Pues a falta de nuevas ideas y de nuevos compositores (la solución ideal) se puede hacer un programa con sensibilidad y con cuidado, un programa que atraiga a los niños y los divierta sin hacerlos pensar mucho. Este programa en Bayreuth esta auspiciado por Audi, Wöhrl y la Fundación Herbert Hillmann y Margot Müller. Quizás haya alguien que piense que Audi regala un auto a cada niño que participa como soborno..., no sería una mala idea...., y quizás podrían regalar autos a quienes actúan más que a los niños, puesto que este espectáculo fue realmente algo de mucho valor.



¿Cómo presentar un tema tan difícil y escabroso como Tannhäuser a los niños? Aquí se ha logrado con facilidad lo que parecía tan difícil.

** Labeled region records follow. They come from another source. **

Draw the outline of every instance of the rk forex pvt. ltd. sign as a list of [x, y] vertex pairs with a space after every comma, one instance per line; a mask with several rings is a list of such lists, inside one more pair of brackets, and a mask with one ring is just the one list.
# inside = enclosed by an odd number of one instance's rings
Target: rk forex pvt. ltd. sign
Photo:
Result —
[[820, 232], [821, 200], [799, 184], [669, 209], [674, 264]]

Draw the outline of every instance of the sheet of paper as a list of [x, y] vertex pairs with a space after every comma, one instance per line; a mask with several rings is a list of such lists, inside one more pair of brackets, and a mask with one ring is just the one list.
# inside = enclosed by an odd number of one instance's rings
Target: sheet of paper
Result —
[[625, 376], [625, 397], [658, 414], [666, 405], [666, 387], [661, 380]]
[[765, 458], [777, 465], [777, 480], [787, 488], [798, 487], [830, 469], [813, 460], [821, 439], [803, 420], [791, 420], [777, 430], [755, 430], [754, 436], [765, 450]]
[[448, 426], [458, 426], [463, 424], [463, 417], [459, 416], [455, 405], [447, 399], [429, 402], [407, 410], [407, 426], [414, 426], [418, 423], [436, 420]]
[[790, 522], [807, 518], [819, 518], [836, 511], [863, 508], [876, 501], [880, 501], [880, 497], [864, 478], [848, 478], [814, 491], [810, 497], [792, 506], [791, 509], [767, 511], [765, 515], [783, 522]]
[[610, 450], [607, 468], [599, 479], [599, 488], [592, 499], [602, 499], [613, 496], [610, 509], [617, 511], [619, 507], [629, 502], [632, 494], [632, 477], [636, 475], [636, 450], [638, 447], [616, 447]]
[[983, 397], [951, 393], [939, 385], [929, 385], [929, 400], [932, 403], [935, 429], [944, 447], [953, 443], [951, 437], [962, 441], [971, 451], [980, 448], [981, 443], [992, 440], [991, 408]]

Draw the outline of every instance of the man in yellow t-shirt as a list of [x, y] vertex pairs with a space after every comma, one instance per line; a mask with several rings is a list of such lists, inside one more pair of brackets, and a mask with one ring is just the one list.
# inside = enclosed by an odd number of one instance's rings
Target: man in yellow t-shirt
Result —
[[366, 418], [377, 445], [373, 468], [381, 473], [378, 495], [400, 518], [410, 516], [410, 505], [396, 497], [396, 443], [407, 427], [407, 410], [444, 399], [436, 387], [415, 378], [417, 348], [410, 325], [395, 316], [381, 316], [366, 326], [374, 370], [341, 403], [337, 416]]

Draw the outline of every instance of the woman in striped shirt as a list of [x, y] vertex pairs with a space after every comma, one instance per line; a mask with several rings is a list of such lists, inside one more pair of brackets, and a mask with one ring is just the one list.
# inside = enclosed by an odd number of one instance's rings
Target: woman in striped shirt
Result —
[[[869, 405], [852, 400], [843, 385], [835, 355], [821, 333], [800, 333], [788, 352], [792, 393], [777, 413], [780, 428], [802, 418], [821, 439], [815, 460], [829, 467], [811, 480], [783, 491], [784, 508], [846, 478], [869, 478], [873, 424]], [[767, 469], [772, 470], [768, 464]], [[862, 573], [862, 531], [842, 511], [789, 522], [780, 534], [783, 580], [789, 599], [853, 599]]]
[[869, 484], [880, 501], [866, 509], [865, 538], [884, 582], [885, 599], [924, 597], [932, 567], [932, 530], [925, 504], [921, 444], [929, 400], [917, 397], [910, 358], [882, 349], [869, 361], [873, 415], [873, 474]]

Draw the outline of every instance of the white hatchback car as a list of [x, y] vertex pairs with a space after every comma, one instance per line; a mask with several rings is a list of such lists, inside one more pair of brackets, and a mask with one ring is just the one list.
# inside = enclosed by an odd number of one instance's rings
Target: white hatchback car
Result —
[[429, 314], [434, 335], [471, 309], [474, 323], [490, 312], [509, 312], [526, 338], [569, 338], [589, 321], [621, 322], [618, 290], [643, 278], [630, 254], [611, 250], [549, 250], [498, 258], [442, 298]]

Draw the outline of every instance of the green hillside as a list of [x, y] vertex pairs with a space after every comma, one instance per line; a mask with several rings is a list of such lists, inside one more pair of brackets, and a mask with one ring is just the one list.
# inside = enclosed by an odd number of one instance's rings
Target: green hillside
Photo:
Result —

La historia del joven Tannhäuser comienza en un asilo, cuando Tannhäuser prefiere componer canciones de noche en lugar de obedecer las reglas es expulsado, y poco después se encuentra con su amiga Venus. La amistad es el punto central de esta producción y no la sexualidad, y así se resuelve la posible incompatibilidad con los niños. Hasta se podría citar a una película muy famosa en los años 60 llamada Bob and Carol and Ted and Alice; en este caso podría ser Venus y Tannhäuser y Elisabeth y Wolfram.... pero no habría en este caso la oportunidad dorada de citar las palabras pupu titi kuku (en el film, Carol al hablar con su psiquiatra no se anima a decir “vagina” y usa un substituto). Una vez resuelto el problema, la historia de este Tannhäuser gira alrededor del tema de la amistad, cómo podría Tannhäuser acercarse a Elisabeth sin ofender al director del asilo. Pero con la ayuda de Wolfram puede lograrlo, aunque durante el concurso de canto se las arregla para hacer enojar a todos ¡y es enviado a Roma! En fin..., no hay tanto para desviarse de la idea original pero hay oportunidades para que los cantantes actúen con convicción e interactúen con los niños haciéndoles preguntas o llamándolos a participar con ellos de la acción. Todo está hecho con respeto por los niños y por la obra. Al fin Venus y Elisabeth y Tannhäuser y Wolfram quedan hechos buenos amigos y todo termina tan bien como es posible, dejando un sabor placentero en la boca.

Del elenco solo hubo una voz realmente buena, la de Alexandra Petersamer quien encarnó a Venus con soltura y excelente y seductora presencia. Sonia Mühleck fué una Elisabeth joven y dulce e voz liviana, Mario Klein un autoritario y caricaturesco Hermann, y Jeffrey Dowd lució bien como el joven Tannhäuser que prefiere componer música a dormir.



Hubo una excelente escenografía por parte de Lea Walloschke y también una orquesta de verdad que sonó muy bien. La Brandeburgisches Staatsorchester Frankfurt proviene del otro Frankfurt (an der Oder), en la frontera con Polonia, y tuvieron la oportunidad de tocar en este festival bajo la dirección del joven Hartmut Keil, si bien en uno de los enormes recintos que sirven para ensayar. Debo decir que la total capacidad del galpón fue colmada y hasta hubo más público que asientos, debiéndose parte del público (incluso este crítico) sentarse en parte del escenario, participando de la acción periférica. El espectáculo duró poco más de una hora, y los niños salieron totalmente convencidos que habían visto una ópera de Wagner y tuvieron razón. En pocos años podrán comparar con la versión original sobre una base sólida.

Cabe mencionar que el programa (gratis) fue simplemente un lujo asiático; veinte y ocho páginas llenas de detalles interesantes, por ejemplo cómo recortar un flamenco, o pequeñas notas acerca del significado de la palabra Tannhäuser, breves notas acerca de la ópera y de Richard Wagner, dibujos recreando la historia de la ópera (Elisabeth se parecía mucho a Katharina misma.....); en general un entretenimiento aparte.

Diez puntos para Bayreuth con este programa inusual y creativo.